Capital and Coast District Health Board logo

New Zealand is currently at alert level 2. Information about how we are working under alert level 2 can be found below.

Restrictions on visiting our sites under alert level 2

Watch an NZSL translation of this announcement 

At COVID-19 Level 2, there are still restrictions on visiting our hospitals.

Restrictions on visiting, as with all current COVID-19-related measures, are to ensure the safety of patients and staff. Reducing the amount of people entering our hospitals helps us minimise avoidable contact, maintain physical distancing, and log all patients and visitors at the hospital sites.  

Outpatient clinic appointments

Patients need to attend their appointment alone unless a support person is essential. Reasons for needing a support person may include:

  • Living with disabilities or special needs
  • Appointment is  for a child or young person
  • Being a single parent without child care 
  • Frail older people
  • English as a Second Language

Reducing people in the clinic spaces means we can maintain appropriate physical distancing during COVID-19 Alert 2 and have as many appointments as possible available to patients.

If you want to discuss an essential support person please phone either the:

CCDHB Booking Centre on 04 8060992 or CCDHB Call Centre on 04 3855999

Hospital Wards

We are now opening up access to Capital & Coast DHB and Hutt Valley DHB facilities to allow more visitors within restricted visiting hours.

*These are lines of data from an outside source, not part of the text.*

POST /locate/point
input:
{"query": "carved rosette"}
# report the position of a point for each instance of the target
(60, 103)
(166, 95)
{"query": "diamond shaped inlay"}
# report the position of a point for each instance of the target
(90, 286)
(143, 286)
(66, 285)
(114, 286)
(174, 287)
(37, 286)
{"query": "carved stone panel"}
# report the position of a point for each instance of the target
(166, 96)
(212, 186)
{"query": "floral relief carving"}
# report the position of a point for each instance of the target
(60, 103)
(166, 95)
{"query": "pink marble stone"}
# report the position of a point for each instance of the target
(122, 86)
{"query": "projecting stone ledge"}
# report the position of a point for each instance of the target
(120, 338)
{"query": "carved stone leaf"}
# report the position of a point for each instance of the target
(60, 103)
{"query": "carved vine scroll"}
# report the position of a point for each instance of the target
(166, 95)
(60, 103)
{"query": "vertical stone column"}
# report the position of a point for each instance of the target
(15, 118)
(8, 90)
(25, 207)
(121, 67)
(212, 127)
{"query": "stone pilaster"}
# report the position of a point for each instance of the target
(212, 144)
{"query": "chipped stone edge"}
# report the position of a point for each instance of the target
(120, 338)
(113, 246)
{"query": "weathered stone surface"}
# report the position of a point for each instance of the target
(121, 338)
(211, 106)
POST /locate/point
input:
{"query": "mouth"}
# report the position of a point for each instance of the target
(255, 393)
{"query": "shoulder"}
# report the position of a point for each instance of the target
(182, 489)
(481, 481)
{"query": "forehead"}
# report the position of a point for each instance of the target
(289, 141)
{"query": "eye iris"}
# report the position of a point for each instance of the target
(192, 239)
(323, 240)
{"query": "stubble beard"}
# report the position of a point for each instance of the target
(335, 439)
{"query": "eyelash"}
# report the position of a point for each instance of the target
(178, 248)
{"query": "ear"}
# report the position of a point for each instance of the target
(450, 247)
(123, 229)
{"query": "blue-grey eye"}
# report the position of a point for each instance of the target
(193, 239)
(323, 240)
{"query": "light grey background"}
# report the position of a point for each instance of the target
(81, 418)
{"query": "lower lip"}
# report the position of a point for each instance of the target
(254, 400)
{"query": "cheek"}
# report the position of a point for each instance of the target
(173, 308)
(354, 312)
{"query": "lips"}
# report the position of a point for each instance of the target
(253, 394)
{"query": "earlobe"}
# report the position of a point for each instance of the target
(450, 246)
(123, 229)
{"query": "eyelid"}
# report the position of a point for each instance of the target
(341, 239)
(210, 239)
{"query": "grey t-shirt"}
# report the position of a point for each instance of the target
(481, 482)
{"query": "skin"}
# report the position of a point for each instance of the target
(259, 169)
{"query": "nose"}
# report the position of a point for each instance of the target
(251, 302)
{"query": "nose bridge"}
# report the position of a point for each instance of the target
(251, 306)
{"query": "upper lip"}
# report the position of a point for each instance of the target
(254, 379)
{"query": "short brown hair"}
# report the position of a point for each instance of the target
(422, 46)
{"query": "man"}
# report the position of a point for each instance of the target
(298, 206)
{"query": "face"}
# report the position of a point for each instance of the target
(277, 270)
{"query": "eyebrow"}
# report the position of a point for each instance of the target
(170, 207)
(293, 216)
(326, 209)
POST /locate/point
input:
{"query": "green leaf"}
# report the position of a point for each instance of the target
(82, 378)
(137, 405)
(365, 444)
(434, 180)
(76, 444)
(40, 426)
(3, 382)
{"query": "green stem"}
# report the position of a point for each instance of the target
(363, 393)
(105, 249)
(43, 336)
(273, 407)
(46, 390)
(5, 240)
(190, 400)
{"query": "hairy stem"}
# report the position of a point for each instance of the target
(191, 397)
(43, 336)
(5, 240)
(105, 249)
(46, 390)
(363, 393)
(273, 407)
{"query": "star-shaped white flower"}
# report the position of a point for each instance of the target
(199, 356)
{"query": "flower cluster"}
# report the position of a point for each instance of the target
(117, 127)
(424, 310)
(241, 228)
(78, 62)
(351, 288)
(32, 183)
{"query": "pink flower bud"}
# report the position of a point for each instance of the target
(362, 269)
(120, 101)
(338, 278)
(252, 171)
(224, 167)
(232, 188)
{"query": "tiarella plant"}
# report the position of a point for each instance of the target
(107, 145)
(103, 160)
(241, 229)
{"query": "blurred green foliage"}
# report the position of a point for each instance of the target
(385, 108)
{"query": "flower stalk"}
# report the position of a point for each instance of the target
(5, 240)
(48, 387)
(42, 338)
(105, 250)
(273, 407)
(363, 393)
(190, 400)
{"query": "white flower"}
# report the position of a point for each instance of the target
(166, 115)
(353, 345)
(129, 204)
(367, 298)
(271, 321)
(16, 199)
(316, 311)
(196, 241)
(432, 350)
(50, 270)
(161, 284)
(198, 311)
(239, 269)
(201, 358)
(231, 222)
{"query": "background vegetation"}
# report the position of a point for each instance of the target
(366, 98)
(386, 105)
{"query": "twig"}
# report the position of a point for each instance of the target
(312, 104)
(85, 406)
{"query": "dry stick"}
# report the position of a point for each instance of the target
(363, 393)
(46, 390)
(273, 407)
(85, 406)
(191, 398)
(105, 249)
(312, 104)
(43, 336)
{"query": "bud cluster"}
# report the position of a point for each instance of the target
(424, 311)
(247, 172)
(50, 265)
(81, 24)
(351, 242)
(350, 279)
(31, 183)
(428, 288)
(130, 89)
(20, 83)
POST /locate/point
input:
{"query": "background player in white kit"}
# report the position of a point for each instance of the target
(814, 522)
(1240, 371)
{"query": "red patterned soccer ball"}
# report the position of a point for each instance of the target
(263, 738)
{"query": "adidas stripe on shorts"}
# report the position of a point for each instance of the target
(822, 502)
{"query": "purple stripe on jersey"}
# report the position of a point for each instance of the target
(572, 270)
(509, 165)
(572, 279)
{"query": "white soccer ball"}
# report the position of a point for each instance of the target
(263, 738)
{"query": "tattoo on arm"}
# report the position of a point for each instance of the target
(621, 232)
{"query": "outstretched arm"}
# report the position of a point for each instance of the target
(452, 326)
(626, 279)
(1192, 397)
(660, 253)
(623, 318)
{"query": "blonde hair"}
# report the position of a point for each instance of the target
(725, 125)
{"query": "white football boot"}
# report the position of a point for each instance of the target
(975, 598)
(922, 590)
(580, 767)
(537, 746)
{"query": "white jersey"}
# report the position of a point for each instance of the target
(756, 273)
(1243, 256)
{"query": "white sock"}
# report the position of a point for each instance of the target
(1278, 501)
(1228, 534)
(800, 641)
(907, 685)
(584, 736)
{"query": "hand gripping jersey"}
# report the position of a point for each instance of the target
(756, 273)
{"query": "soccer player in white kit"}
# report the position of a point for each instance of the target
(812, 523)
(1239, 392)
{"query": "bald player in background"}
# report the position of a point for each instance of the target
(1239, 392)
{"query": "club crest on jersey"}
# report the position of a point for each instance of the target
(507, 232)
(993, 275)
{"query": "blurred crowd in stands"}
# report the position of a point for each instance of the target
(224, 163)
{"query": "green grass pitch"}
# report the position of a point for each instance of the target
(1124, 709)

Visiting hours at both Wellington and Kenepuru Hospitals are now 10am-1pm and 3pm-6.30pm.

 

Wellington Hospital

Inpatients at Wellington Hospital will be able to nominate 2 people who will be allowed to visit them while they are in hospital. The nominated visitors are allowed to visit one at a time. These nominated visitors names are recorded and they are checked in on arrival.

There are some areas where the restrictions are different. These include:

  • Support people for women in labour - Each woman in labour and delivery is allowed support person. After the birth of your baby, the inpatient visiting rules apply as above
  • Visiting NICU- Open visiting hours for both parents. Parents will be able to visit at the same time if safe physical distancing can be maintained between visitors in NICU.   Read more about visiting NICU 
  • Child Health - Only 1 parent/caregiver will be allowed to accompany a child for the duration of their admission. However, parents/caregivers can swap with each other during the time their child is in hospital.
  • Patients with disabilities or special needs If staying in hospital you may have 1 nominated visitor in addition to your support person.

Kenepuru Hospital

  • Inpatients at Kenepuru are allowed 1 nominated visitor. This is because of the high proportion of aged care patients at Kenepuru Community Hospital.z

Exceptions to the above will be considered on a case by case basis – for example allowing family to visit a dying patient - by the clinical team caring for the patient. The clinical team will work with the family, and the infectious diseases team as appropriate, to ensure the right balance between compassion and safety is maintained.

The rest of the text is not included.